The U.S. Pact’s Roadmap is designed to kick-start action and help U.S. industry leaders and packaging producers develop a national strategy, advance shared goals, and measure the strength of progress through annual reporting. At the local level, legislation recently passed in Washington State (SB5022) eliminates unrequested single-use plastics at retail outlets.

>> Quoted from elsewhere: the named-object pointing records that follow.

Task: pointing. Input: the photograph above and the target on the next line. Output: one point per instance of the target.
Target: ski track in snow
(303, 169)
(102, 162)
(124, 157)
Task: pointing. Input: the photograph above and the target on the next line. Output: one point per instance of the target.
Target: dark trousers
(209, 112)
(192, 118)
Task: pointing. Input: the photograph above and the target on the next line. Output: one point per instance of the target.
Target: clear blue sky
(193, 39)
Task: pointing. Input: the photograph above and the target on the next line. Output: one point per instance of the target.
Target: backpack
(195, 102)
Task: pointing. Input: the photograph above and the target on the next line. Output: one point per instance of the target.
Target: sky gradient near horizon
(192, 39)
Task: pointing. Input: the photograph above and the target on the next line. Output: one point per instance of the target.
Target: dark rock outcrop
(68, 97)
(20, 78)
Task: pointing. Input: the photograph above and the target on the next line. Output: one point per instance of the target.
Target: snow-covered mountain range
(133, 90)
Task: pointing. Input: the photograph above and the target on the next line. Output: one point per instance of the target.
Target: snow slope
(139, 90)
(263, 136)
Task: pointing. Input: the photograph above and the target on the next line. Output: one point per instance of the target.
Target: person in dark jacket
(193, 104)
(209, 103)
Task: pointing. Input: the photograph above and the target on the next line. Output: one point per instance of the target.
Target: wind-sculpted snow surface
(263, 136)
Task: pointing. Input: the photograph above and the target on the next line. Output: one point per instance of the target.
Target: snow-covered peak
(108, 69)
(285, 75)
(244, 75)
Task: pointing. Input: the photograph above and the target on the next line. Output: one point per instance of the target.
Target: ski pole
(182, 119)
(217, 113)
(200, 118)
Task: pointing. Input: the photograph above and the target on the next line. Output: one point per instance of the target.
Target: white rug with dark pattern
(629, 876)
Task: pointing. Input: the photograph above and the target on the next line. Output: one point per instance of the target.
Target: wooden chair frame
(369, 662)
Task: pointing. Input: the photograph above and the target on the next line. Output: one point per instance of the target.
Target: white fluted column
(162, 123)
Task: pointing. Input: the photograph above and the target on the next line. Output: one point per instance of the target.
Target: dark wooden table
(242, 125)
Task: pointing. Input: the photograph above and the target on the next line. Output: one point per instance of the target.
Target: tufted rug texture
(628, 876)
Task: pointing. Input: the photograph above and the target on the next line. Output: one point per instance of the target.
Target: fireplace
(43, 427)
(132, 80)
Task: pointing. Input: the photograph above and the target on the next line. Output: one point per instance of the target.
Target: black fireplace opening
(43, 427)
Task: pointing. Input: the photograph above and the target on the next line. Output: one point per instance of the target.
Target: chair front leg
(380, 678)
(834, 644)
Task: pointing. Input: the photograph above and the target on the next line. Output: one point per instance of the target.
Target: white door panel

It also requires plastic bottles and bags to have post-consumer recycled content, which will reduce plastic pollution and resulting micro-plastics which pollute our waters, and create demand for plastics that can be responsibly recycled.
The national strategy will assist Pact Activators in reaching the ambitious 2025 goals that they could not otherwise meet on their own through sharing knowledge, optimizing investments, identifying gaps, overcoming systemic barriers, and implementing policies.
“With the ever-growing types of plastic packaging and products entering the marketplace, it is imperative that the City of Tacoma and other jurisdictions take a coordinated approach to minimize the amount of plastics sent to the landfill,” said Tacoma’s Environmental Services Director Mike Slevin.
The Roadmap holds Seattle, Tacoma, King County and other Activators of the U.S. Pact accountable to sustainability objectives by creating the pathway in which companies, governments, and NGOs can successfully ensure that plastics remain in the U.S. economy and out of the environment for years to come.